Более серьезную проблему представлял собой бывший мозговой центр Баниона – доктор Фалопьян и полковник Мерфлетит. Ускользнув от правосудия, они подались в Москву, где были приняты как герои. Коварное русское правительство встретило их с распростертыми объятиями, назначив советниками президента по инопланетным делам. На Баниона (а заодно и на Скраббса) все смотрели как на людей, которым не удалось улизнуть. Таким образом, правительству удалось отвести от себя шквал народного негодования. Оно быстренько инкриминировало Баниону государственную измену и пособничество в совершении особо тяжкого преступления, присовокупив эти обвинения к числу прочих.
Несмотря на то, что их дела были переплетены весьма замысловатым образом, предполагалось, что Скраббса будут судить отдельно. Правительство неоднократно предлагало ему дать показания против Баниона, обещая взамен этого ограничиться обвинением в сговоре, цель которого была относительно невинной – парализовать движение на дорогах, но тот храбро отвергал эти недостойные компромиссы. Ладно, как знаешь, сказало правительство. Тогда тебя тоже будут судить за измену.
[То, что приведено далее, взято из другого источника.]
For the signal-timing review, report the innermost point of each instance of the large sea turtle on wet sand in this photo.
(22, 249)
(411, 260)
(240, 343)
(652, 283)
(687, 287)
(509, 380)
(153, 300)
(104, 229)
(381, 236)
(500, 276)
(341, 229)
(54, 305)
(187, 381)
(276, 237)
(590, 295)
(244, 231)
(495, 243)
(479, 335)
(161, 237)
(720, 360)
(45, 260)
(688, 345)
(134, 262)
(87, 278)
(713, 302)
Джемм обещал, что на этой стадии процесса начнется самое интересное. А пока ему оставалось очернить репутацию еще двадцати трех космических инженеров, убедив присяжных в том, что они – полные придурки, которым нельзя доверить починить текущий бачок; где уж им справиться с космической станцией стоимостью в двадцать один миллиард долларов.
Итак, Банион сидел на скамье подсудимых, пытаясь изо всех сил сохранять на лице сосредоточенное выражение. Джемм строго-настрого запретил ему чиркать во время процесса в блокноте. Какое-то время это занятие было его единственной отрадой: Банион исписывал страницы всем, что удерживалось в его памяти, перечисляя выученные когда-то на спор имена и даты рождения американских президентов, британских монархов, судей Верховного Суда, семисот одиннадцати выживших после гибели «Титаника», а также генеалогию Иисуса Христа вплоть до царя Давида.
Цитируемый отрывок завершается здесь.